Spent last week locked in a windowless room assessing work in the Direct and Engagement categories for this years CLIO awards...in Hawaii no less.
One thing that became clear during the week has been that the delineations between the various disciplines in advertising are getting fuzzier and fuzzier. And while the term engagement might seem hackneyed already, it may yet turn out to be where all the cutting-edge communications sit. Obviously, I'm sworn to secrecy, so I won't even reveal the handful of tropes that have become almost commonplace during the sessions, but I can report a couple of thoughts that are indicative of where things might be heading.
1) Unsurprisingly, social media is everywhere. Very few entries didn't feature it in some form or other, but what often separated the men from the boys was how they used it. The best had a clear idea of an outcome they were striving for and regarded the inevitable viral activity has a lucky bonus, while the less-worthy seemed to regard social media mentions as an end in itself–a sort of spray-and-pray strategy that seemed more like PR than anything else.
2) Print is definitely feels like a forgotten medium. There were pretty much no solus traditional mail packs–everything was tied to or part of a wider collection of activity.
3) That said, with case study films for most of the entries, it was interesting how inspecting the physical items changed the jury's mood and provided some much-needed energy and relief from staring at a screen all day.
4) Most interesting were a number of sophisticated and intelligently thought out campaigns aimed at behavioural change, some of which featured no discernable messaging at all. They were pure exercises in getting people to think and act differently, usually by the deployment of prompts, nudges and changes-of-incentives.
The biggest challenge we face here is defining engagement and unravelling it from direct as a category. It might be that engagement is a catch-all hopper for work that is otherwise category-agnostic or that it's work that drives a range of behaviours, rather than the singular purpose of direct.

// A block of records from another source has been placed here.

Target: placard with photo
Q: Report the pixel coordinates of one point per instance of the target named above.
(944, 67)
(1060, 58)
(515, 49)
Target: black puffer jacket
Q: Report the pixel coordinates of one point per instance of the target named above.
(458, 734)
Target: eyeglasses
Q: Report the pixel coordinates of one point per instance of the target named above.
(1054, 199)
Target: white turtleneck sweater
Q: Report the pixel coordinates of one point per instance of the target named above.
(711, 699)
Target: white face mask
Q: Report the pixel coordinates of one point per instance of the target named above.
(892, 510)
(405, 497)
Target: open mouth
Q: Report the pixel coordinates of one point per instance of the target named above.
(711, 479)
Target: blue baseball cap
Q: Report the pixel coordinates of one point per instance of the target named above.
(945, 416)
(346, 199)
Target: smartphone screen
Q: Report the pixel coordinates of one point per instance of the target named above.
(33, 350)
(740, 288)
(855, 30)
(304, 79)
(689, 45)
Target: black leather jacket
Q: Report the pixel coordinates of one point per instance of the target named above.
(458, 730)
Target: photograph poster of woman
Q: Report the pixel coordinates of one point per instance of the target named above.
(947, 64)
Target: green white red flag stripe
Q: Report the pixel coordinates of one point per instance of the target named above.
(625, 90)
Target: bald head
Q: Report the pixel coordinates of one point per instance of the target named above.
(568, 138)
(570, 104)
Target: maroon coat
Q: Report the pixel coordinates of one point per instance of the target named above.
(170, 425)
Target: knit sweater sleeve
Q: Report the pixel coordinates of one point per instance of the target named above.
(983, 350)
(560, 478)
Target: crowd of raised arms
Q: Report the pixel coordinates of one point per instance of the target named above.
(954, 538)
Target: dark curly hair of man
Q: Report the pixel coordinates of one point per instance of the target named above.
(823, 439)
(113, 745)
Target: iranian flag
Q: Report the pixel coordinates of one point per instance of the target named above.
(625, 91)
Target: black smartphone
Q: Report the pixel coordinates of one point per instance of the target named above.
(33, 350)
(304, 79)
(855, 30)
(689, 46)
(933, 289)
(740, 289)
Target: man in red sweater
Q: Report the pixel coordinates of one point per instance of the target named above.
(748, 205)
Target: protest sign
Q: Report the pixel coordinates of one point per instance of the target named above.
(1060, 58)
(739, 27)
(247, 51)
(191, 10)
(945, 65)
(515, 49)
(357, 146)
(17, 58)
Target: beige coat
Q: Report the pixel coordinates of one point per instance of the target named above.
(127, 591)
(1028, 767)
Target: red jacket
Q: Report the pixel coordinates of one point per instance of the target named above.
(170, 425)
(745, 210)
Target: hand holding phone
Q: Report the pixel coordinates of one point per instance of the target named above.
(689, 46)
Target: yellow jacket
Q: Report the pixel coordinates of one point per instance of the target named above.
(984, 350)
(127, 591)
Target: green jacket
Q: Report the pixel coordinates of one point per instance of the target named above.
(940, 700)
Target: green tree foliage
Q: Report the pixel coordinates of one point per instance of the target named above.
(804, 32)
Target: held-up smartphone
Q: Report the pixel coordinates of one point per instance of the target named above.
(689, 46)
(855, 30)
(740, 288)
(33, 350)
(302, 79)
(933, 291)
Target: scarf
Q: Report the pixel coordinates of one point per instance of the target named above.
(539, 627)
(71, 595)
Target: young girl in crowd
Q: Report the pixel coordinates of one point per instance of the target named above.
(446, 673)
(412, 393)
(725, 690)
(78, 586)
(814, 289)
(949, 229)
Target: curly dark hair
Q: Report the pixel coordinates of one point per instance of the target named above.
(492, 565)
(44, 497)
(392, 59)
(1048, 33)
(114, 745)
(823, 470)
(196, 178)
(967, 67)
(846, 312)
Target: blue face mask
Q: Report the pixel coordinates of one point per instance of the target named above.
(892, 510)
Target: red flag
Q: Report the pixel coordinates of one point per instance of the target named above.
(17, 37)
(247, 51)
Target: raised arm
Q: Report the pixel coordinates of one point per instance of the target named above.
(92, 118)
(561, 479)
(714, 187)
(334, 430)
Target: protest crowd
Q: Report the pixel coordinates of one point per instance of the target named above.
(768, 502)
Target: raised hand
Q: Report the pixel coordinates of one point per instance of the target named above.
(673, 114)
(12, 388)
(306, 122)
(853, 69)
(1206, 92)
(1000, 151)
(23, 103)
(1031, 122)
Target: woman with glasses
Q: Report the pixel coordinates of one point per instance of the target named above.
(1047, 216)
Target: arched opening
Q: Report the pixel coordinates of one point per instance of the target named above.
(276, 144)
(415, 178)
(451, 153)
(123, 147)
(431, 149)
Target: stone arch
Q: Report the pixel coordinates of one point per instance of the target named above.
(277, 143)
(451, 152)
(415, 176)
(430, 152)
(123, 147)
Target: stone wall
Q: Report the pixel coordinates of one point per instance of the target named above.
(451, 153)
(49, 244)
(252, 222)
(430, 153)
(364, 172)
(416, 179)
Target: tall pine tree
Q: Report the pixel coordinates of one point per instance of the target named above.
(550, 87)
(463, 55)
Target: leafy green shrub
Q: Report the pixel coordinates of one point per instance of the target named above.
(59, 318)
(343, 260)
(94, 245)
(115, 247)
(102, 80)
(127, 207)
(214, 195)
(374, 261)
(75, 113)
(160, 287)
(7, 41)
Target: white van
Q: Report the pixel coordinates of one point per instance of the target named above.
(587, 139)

It might also be that it's work that is aimed at changing people's behaviours but without the rigid direct-like marriage to a metric or that it's work that's aimed at attitudes and feelings, not just behaviours.
I certainly feel privileged to have been part of this definition process and to have witnessed so much amazing work from around the world in one week. I feel that I've glimpsed the future of advertising. I'm not quite so sure where print will in all of this, but if the future simply means that anything goes then it will certainly have a role to play.
Thank you to all the CLIO team for their impeccable organisation and for making me feel so welcome (and for flying me to Hawaii). It worth it, even though we were locked in a windowless room for the week.